L’objectif est de placer le citoyen, notamment les jeunes et les enfants, au cœur de l’action environnementale à travers une expérience immersive et participative.
Un parcours expérientiel articulé autour de plusieurs « Green Districts » a été proposé au public. Il s’agit d’espaces thématiques combinant des expositions, des ateliers participatifs, des démonstrations technologiques et des animations culturelles autour des principaux enjeux liés à l’environnement.
Réunis sous le slogan « Chaque geste environnemental, même modeste, peut générer un impact collectif majeur », ces espaces ont pour objectif de renforcer l’éducation environnementale, particulièrement auprès des jeunes.
La Tunisie traverse en effet, selon le ministère de l’Environnement, une crise écologique majeure qui menace directement son capital naturel stratégique. Cette situation s’explique par la convergence de plusieurs facteurs.
Il s’agit d’un modèle de développement qui a longtemps été basé sur une exploitation intensive des ressources naturelles (sols, eau, forêts, littoral), et qui atteint aujourd’hui, ses limites face à la rareté et à la vulnérabilité des écosystèmes.
Il s’agit également, de lacunes de gouvernance interne liées à des problèmes de planification économique, d’allocation budgétaire et de choix technologiques inadaptés, particulièrement dans les secteurs de la production alimentaire et de la gestion des déchets, outre les menaces exogènes croissantes telles que le réchauffement climatique, la perte de biodiversité et la pollution marine par le plastique, notamment en Méditerranée…
Début 2023, la Tunisie s’est dotée d’une Stratégie nationale de transition écologique (SNTE) visant à faire face à ces défis.

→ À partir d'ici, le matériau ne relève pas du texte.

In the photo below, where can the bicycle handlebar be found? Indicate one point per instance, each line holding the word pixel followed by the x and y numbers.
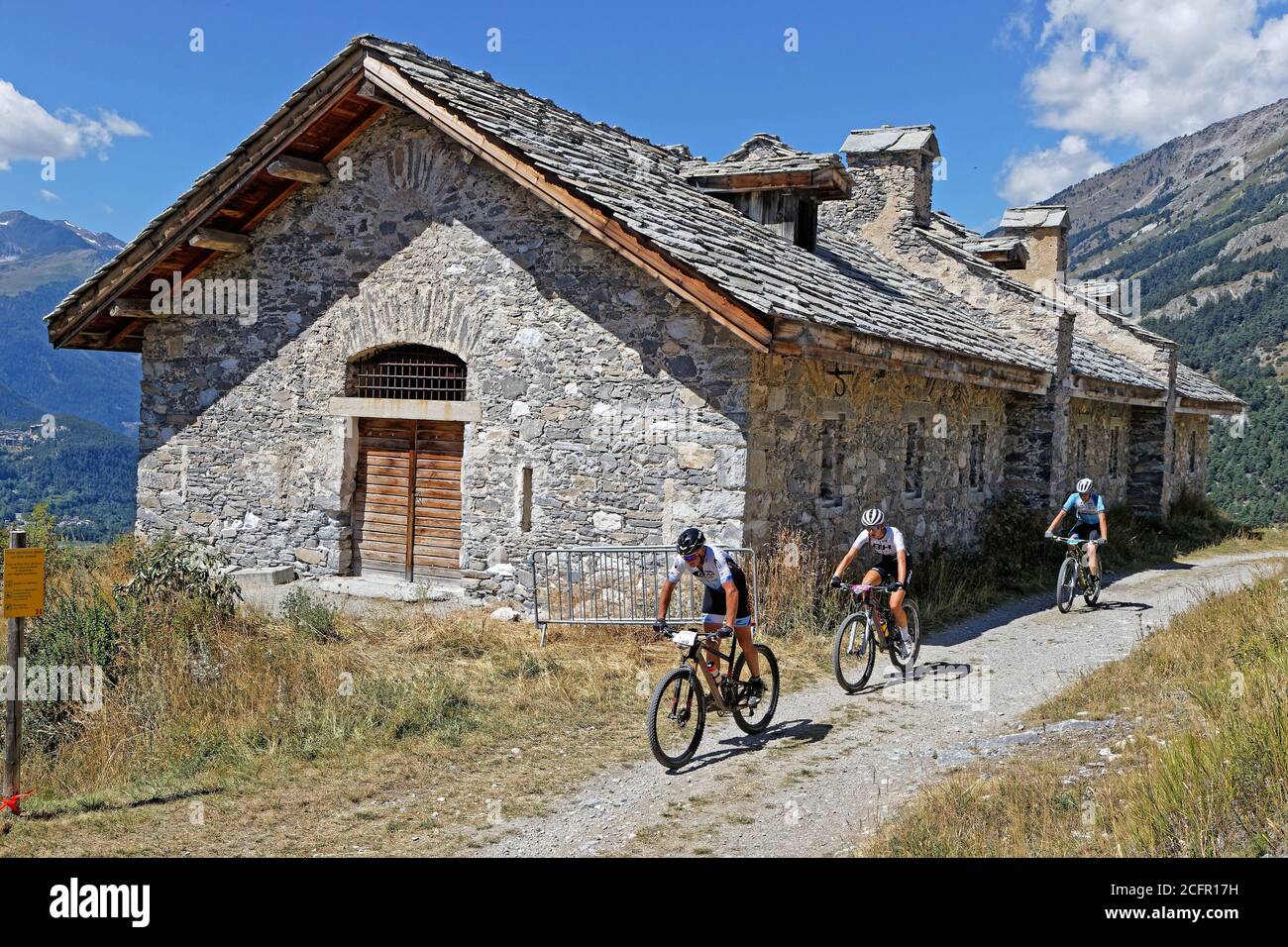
pixel 1076 541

Mais la traduction des axes ambitieux de cette stratégie sur le terrain reste tributaire, selon le ministère, d’une meilleure implication citoyenne et d’une sensibilité environnementale partagée et consciemment portée.
Intervenant, le directeur général de l’Agence nationale de protection de l’environnement (ANPE), Mohamed Naceur Jeljeli a mis l’accent sur le paradoxe criant entre les investissements engagés en matière d’environnement et les rapports internationaux plaçant la Tunisie à un rang honorable en matière de réalisation des ODD ( 66 sur 167 pays) d’une part et la réalité vécue par les citoyens contraints à côtoyer plusieurs formes de pollution quotidiennement.

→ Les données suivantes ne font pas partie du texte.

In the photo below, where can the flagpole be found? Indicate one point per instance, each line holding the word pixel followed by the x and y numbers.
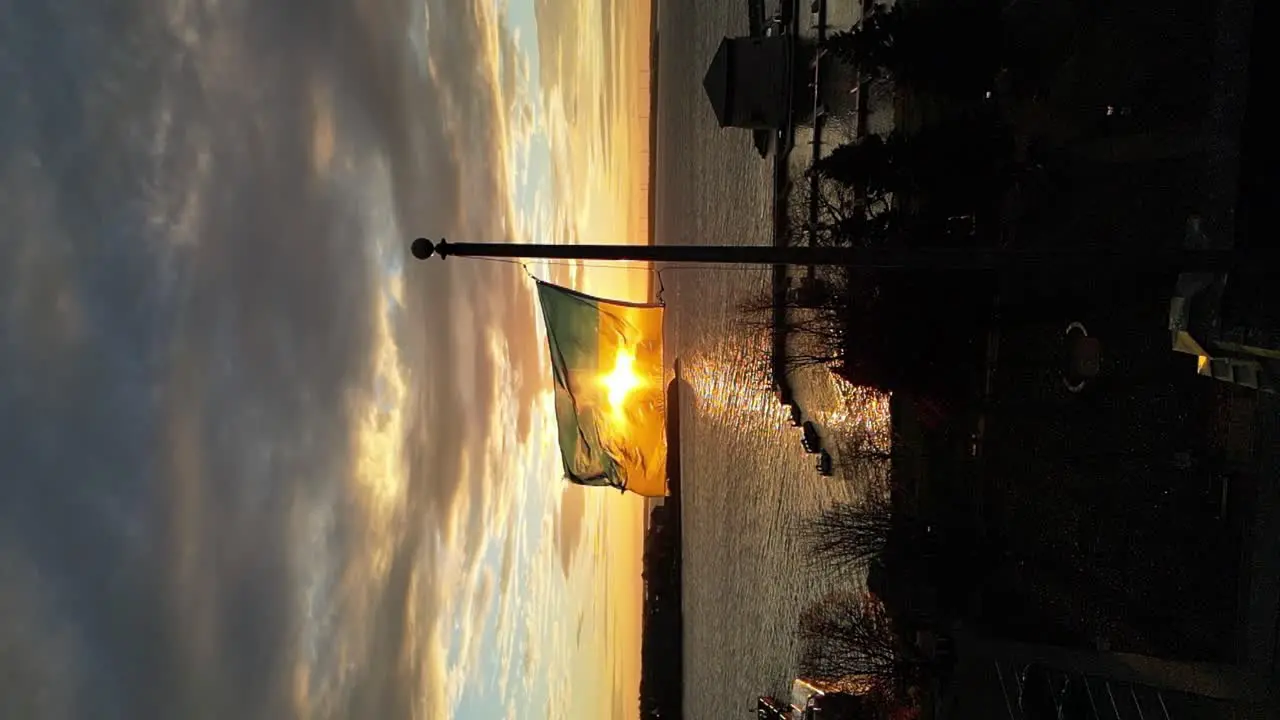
pixel 876 258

Selon lui, la préservation de l’environnement ne doit pas se limiter à la mise en place de politiques et de stratégies mais doit être axée autour de l’humain.
« Si les lois régulent le comportement, la culture et la sensibilisation l’enracinent dans la conscience » a-t-il conclu appelant à une meilleure mobilisation citoyenne en faveur de l’environnement.
De son côté, le ministre de l’environnement Habib Abid, a affirmé que l’implication citoyenne reste le maillon manquant en matière de lutte contre la pollution et de préservation de l’environnement.
Le ministre reconnaît que les efforts engagés sur le plan environnemental n’arrivent pas résoudre tous les problèmes auxquels le pays est confronté, mais il épingle aussi le manque d’implication citoyenne et un certain désintérêt quant aux problématiques environnementales.
« Durant les 4 jours de l’aïd, 30 millions tonnes de déchets ont été collectées, mais cela n’a pas été suffisant pour avoir des rues propres à cause du rejet de déchets ménagers en dehors des horaires de passage des services municipaux » a-t-il déploré.
« Idem pour les plages qui aussitôt nettoyées sont polluées par les estivants, outre le bouchage des conduites d’assainissement par toutes formes de déchets solides, le non respect des normes en matière de rejet des eaux usées, les incendies provoqués par des actes humains »…a-t-il enchaîné.
« L’environnement c’est l’affaire de tous »a-t-il conclu, adressant un appel pressant à une meilleure conscience environnementale et à une adhésion massive aux efforts nationaux en faveur d’un environnement sain.